Cactus Harvesting: Cycle-Aware Reference Counting in Rust

Ryan Lopopolo

🌵 CactusRef is a single-threaded, cycle-aware, reference counting smart pointer [docs] [code]. CactusRef is nearly a drop-in replacement for std::rc from the Rust standard library. (CactusRef implements all std::rc::Rc APIs except for std::rc::Rc::downcast, CoerceUnsized, and DispatchFromDyn.) Throughout this post, Rc refers to cactusref::Rc. I will refer to std::rc::Rc with its fully qualified name.

Motivation

Building cyclic data structures in Rust is hard. When a T needs to have multiple owners, it can be wrapped in a std::rc::Rc. std::rc::Rc, however, is not cycle-aware. Creating a cycle of std::rc::Rcs will leak memory. To work around this, an std::rc::Rc can be downgraded into a std::rc::Weak.

std::rc::Rc Limitations

Strong references are much more convenient to work with than weak references. Imagine the following code (written in Ruby) to create a ring:

class Node
  attr_accessor :next
end

def ring
  n1 = Node.new
  n2 = Node.new
  n3 = Node.new

  n1.next = n2
  n2.next = n3
  n3.next = n1

  n1
end

head = ring

This code is quite difficult to write with std::rc::Rc and std::rc::Weak because the ring wants to own references.

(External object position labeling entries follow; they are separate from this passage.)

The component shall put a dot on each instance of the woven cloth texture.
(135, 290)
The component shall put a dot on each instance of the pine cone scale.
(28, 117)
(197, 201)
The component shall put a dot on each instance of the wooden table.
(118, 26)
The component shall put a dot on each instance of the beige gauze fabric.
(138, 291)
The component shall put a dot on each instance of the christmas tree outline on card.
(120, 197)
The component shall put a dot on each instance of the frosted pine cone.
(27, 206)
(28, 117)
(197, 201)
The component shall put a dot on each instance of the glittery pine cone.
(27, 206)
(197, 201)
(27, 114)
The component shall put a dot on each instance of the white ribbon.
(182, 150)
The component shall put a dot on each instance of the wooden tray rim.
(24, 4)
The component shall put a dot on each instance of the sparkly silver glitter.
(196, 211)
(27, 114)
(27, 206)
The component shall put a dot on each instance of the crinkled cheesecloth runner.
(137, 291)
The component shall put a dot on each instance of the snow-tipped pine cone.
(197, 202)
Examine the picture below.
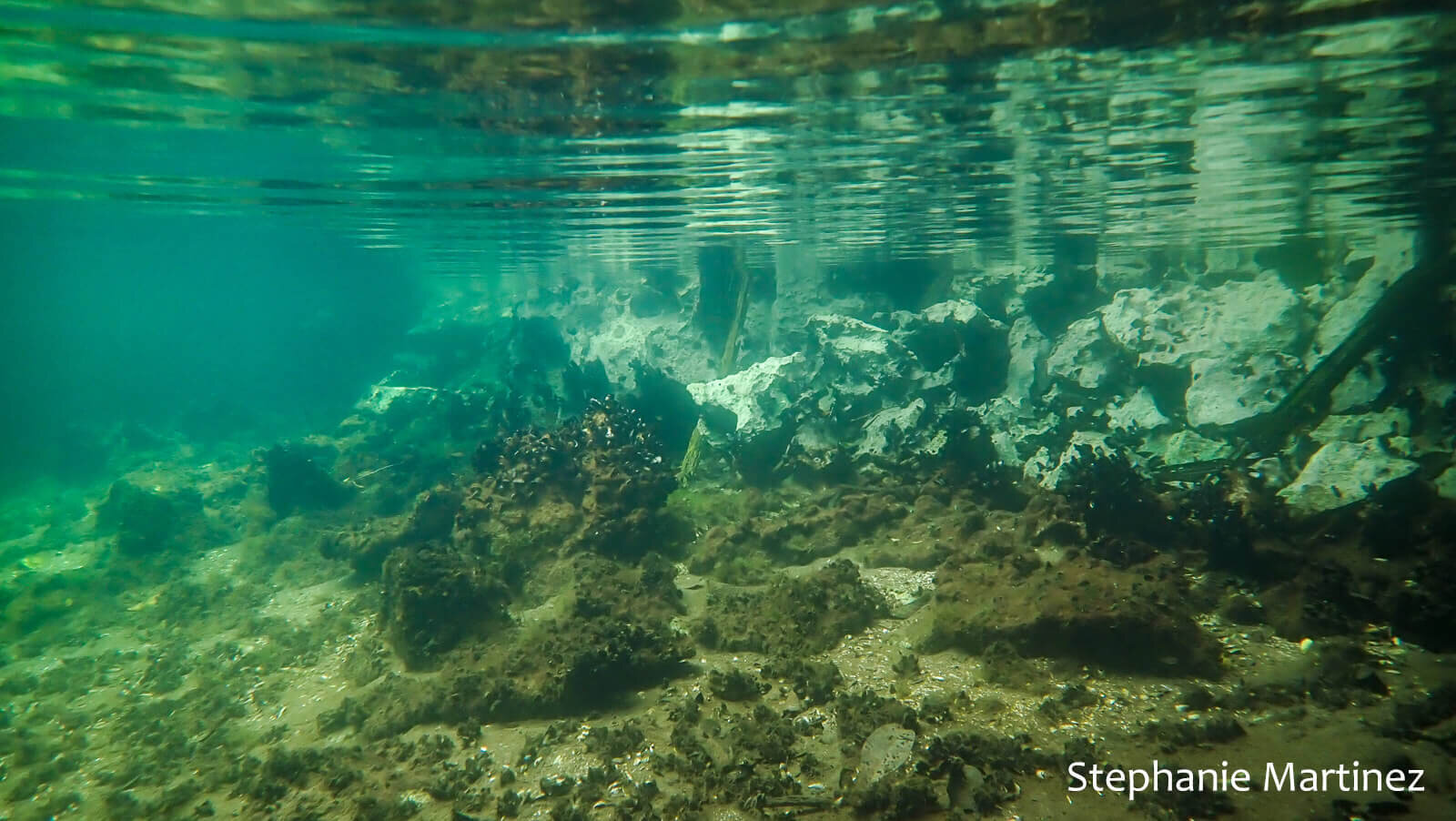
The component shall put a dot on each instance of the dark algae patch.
(823, 410)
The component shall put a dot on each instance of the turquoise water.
(1048, 405)
(225, 155)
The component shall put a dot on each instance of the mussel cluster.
(608, 437)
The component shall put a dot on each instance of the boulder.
(1341, 473)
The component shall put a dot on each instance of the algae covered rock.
(793, 616)
(597, 482)
(298, 483)
(1081, 609)
(434, 597)
(147, 522)
(864, 393)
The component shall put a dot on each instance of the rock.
(1052, 473)
(1446, 483)
(1187, 446)
(892, 427)
(1390, 257)
(1085, 356)
(887, 752)
(859, 392)
(754, 402)
(296, 482)
(1341, 473)
(1232, 338)
(1228, 322)
(146, 522)
(1139, 413)
(1081, 609)
(1229, 390)
(1026, 371)
(434, 597)
(1353, 428)
(1360, 388)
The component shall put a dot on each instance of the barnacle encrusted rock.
(865, 392)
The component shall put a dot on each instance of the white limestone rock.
(1052, 473)
(1343, 473)
(1360, 389)
(858, 389)
(756, 400)
(1225, 390)
(1085, 356)
(1139, 413)
(1228, 322)
(1186, 446)
(1390, 255)
(1359, 427)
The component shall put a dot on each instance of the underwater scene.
(727, 410)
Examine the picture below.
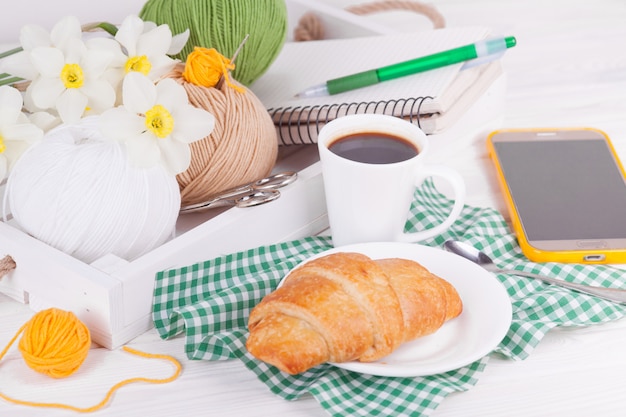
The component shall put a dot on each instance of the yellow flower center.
(72, 76)
(159, 121)
(139, 64)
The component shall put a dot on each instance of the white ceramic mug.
(370, 202)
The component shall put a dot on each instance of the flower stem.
(10, 52)
(6, 79)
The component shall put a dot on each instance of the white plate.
(482, 325)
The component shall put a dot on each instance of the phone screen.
(565, 189)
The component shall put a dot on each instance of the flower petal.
(128, 33)
(178, 42)
(171, 95)
(143, 150)
(33, 36)
(192, 124)
(176, 156)
(48, 61)
(45, 91)
(161, 65)
(11, 104)
(71, 105)
(44, 120)
(74, 51)
(155, 42)
(121, 125)
(19, 65)
(139, 93)
(100, 93)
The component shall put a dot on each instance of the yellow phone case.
(540, 255)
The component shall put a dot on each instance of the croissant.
(346, 306)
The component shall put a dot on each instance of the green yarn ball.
(223, 24)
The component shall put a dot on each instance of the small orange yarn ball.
(55, 343)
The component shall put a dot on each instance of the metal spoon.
(480, 258)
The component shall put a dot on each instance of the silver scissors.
(247, 195)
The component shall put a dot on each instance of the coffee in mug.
(371, 165)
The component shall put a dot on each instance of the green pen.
(480, 49)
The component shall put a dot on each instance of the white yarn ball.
(77, 192)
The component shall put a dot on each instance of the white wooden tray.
(113, 297)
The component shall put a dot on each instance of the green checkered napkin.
(209, 302)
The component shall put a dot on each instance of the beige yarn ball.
(242, 148)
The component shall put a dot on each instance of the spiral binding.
(300, 125)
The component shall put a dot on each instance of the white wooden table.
(569, 69)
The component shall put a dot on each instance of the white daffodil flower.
(70, 80)
(156, 123)
(147, 47)
(35, 36)
(16, 132)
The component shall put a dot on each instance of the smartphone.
(565, 190)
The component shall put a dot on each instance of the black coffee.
(373, 148)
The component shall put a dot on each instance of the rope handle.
(310, 27)
(7, 264)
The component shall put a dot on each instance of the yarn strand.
(110, 392)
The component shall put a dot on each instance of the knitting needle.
(232, 60)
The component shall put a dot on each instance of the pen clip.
(482, 60)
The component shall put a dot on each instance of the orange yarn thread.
(56, 343)
(205, 67)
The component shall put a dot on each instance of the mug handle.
(458, 188)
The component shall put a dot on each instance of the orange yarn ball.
(55, 343)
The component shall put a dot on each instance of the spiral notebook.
(433, 100)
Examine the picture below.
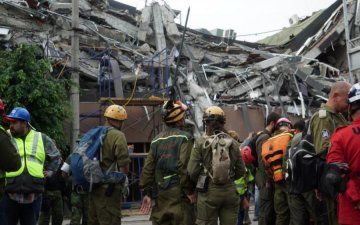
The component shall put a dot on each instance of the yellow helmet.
(214, 113)
(173, 111)
(115, 112)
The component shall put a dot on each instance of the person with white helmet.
(322, 125)
(39, 159)
(105, 201)
(164, 171)
(344, 150)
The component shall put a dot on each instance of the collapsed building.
(141, 58)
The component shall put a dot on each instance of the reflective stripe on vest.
(242, 182)
(32, 155)
(272, 153)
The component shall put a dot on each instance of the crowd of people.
(203, 181)
(34, 177)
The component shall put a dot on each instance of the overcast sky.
(245, 17)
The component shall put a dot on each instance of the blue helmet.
(354, 93)
(19, 113)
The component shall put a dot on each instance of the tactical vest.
(242, 183)
(272, 153)
(166, 149)
(29, 178)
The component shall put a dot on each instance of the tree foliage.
(26, 81)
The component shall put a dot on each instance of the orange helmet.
(247, 155)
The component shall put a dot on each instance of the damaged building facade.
(141, 58)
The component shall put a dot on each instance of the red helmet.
(247, 156)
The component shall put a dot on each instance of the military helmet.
(354, 93)
(173, 111)
(115, 112)
(214, 113)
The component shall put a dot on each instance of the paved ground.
(134, 217)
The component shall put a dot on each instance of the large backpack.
(86, 158)
(219, 144)
(301, 167)
(306, 171)
(272, 153)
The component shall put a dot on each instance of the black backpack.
(301, 168)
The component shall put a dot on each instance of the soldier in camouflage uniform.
(216, 200)
(322, 125)
(165, 172)
(105, 200)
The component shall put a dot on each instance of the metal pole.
(348, 42)
(74, 92)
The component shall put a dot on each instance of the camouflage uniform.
(105, 201)
(323, 124)
(219, 201)
(165, 168)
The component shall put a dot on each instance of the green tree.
(26, 81)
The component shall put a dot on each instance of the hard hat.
(354, 93)
(283, 122)
(234, 135)
(115, 112)
(247, 155)
(173, 111)
(214, 113)
(19, 113)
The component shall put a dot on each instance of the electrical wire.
(134, 88)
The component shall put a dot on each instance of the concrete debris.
(212, 70)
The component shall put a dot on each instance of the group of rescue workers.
(185, 180)
(204, 181)
(33, 174)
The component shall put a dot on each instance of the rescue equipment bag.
(219, 145)
(86, 158)
(272, 153)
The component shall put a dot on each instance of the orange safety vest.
(272, 152)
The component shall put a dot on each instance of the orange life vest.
(272, 152)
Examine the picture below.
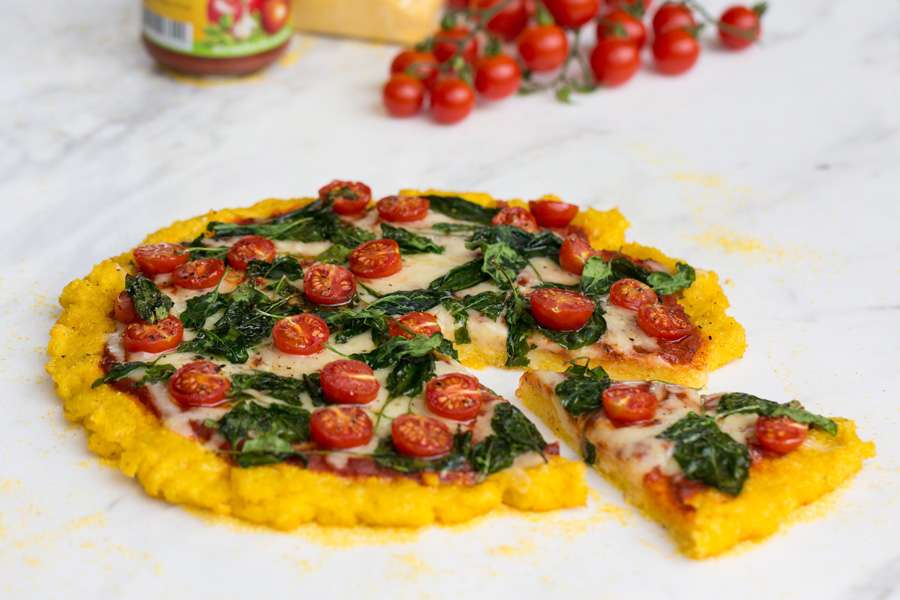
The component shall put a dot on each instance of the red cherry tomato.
(543, 47)
(421, 65)
(154, 259)
(618, 22)
(328, 285)
(403, 95)
(780, 435)
(614, 61)
(340, 427)
(348, 197)
(451, 100)
(664, 322)
(301, 334)
(454, 396)
(198, 384)
(252, 247)
(672, 15)
(739, 27)
(574, 252)
(675, 52)
(497, 77)
(123, 309)
(561, 310)
(349, 382)
(403, 209)
(375, 259)
(274, 15)
(422, 437)
(552, 213)
(447, 41)
(572, 14)
(413, 324)
(627, 404)
(516, 216)
(631, 294)
(153, 337)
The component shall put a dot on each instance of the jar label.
(217, 28)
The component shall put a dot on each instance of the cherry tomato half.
(561, 310)
(403, 209)
(413, 324)
(516, 216)
(199, 274)
(454, 396)
(153, 337)
(664, 322)
(339, 427)
(252, 247)
(154, 259)
(543, 47)
(198, 384)
(348, 197)
(349, 382)
(552, 213)
(375, 259)
(631, 294)
(301, 334)
(328, 285)
(780, 435)
(422, 437)
(627, 404)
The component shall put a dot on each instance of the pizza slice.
(714, 469)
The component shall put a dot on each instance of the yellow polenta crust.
(716, 522)
(182, 471)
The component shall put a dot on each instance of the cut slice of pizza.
(716, 469)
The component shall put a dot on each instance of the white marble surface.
(791, 148)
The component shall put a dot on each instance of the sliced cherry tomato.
(199, 274)
(497, 77)
(627, 404)
(339, 427)
(552, 213)
(621, 24)
(631, 294)
(412, 324)
(664, 322)
(574, 252)
(543, 47)
(780, 435)
(447, 41)
(349, 382)
(348, 197)
(301, 334)
(572, 14)
(561, 310)
(671, 16)
(614, 61)
(328, 285)
(123, 309)
(454, 396)
(403, 95)
(153, 337)
(422, 437)
(516, 216)
(675, 52)
(252, 247)
(198, 384)
(403, 209)
(421, 65)
(452, 100)
(154, 259)
(739, 26)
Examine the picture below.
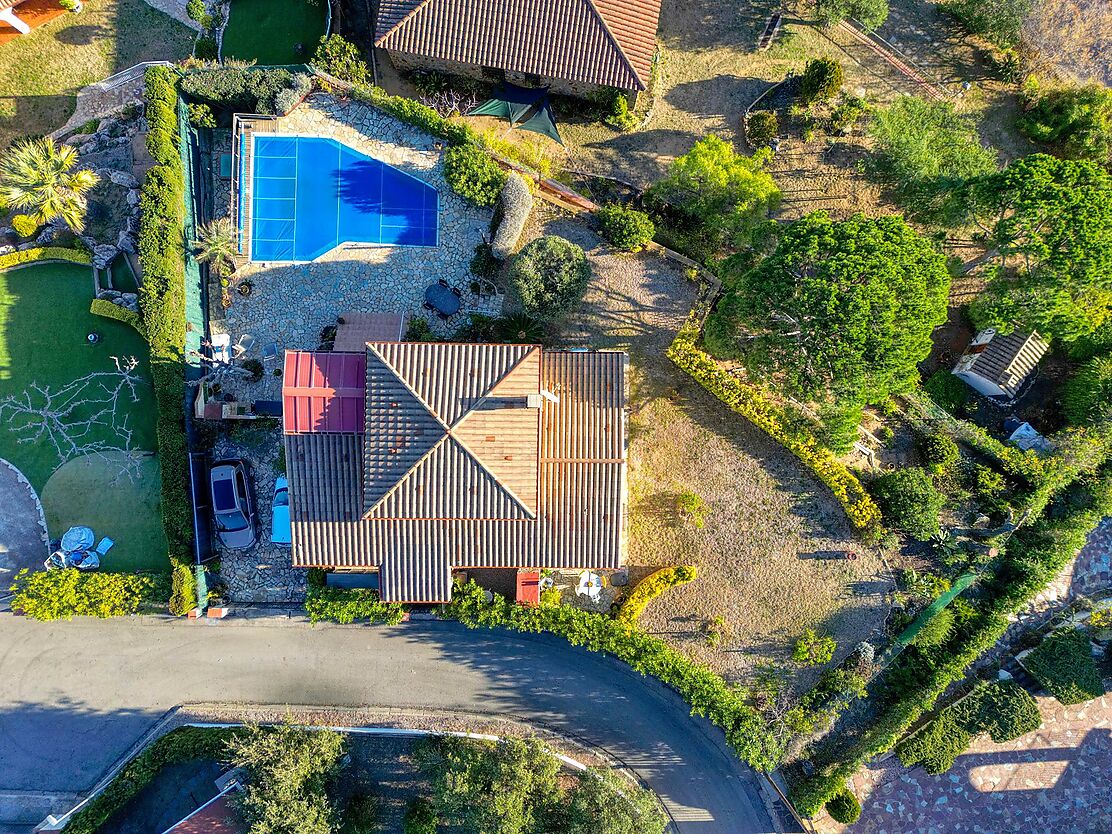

If we used std::rc::Weak to implement next, after ring returns, n2 and n3 would be dropped and the std::rc::Weaks in the object graph would be dangling.

n1, n2, and n3 form a cycle. This cycle is reachable because n1 is also bound to the variable head. The strong count of n1 is two, which is greater than the number of times it is owned by nodes in the cycle (only n3 owns n1). n2 and n3 should not be deallocated because they are in a cycle with n1. Because n1 is externally reachable, the entire cycle is externally reachable.

If we instead write this code:

head = ring
head = nil
# the cycle is unreachable and should be deallocated

The cycle is orphaned because the only strong references to nodes in the cycle come from other nodes in the cycle. The cycle is safe to deallocate and should be reaped.

Rust Example: Doubly Linked List

CactusRef can be used to implement a doubly linked list with ergonomic strong references. The list is deallocated when the list binding is dropped because the linked list is no longer externally reachable.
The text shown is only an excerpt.